Ankara Üniversitesi Türkçe ve Yabancı Dil Uygulama ve Araştırma Merkezi (TÖMER) öncülüğünde, verdiği disiplin ve bugüne kadar biriktirdiği tecrübelerini Yabancı Dil Olarak Türkçe Öğretimi Programı çalışmasında bir araya getirerek paylaşıma açmıştır. Programın hazırlanması yaklaşık bir yıl sürmüştür. Program, AOÖÇ ve Bologna sürecinin temel ilkeleriyle uyumlu bir şekilde hazırlanmıştır. Hazırlanan program dünyayla eşit standartlarda dil öğretim yeterliliğine sahip olmasının yanında Türk dilinin ve kültürünün özgünlüğü ve zenginliğini sunmaktadır (Gökmen ve diğerleri, 2015: 5). Bu programda dil becerilerine ve dil düzeylerine göre kazanımlar belirlenmiş, ardından düzeylere göre dilbilgisi kazanımları belirlenmiştir. Belirlenen kazanımlara ve becerilere göre örnek etkinlikler oluşturulmuştur. Son olarak ölçme değerlendirme açısından istenilen kazanımları test edebilmek için örnek soru maddeleri verilmeye çalışılmıştır.

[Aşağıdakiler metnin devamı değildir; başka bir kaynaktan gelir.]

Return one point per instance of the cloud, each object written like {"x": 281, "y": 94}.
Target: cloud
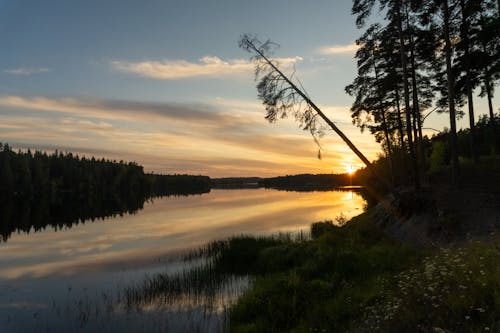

Yukarıda değinilmiş olan programların yanı sıra özel kurumların kendi hazırladıkları programlar da bulunmaktadır. Alanyazına bakıldığında belirli bir hedef kitleye ya da bir dil düzeyine yönelik programlar da önerilmeye çalışılmıştır.

“Özel kurum ve kuruluşların kendi bünyelerinde oluşturdukları ve izledikleri yabancılara Türkçe öğretimine yönelik programlar olsa da henüz bir standartlaşma söz konusu değildir” (Uysal 2009:5) Anlaşıldığı üzere, yabancı dil olarak Türkçe öğretim programı üzerinde çalışmalar bulunmakla birlikte şimdiye kadar alanda kullanılan ortak bir program bulunmamaktadır. Yabancı dil öğretiminde standart ölçütlerin bulunma ihtiyacı doğrultusunda Avrupa Konseyi tarafından Avrupa dilleri için ortak bir program önerilmiştir.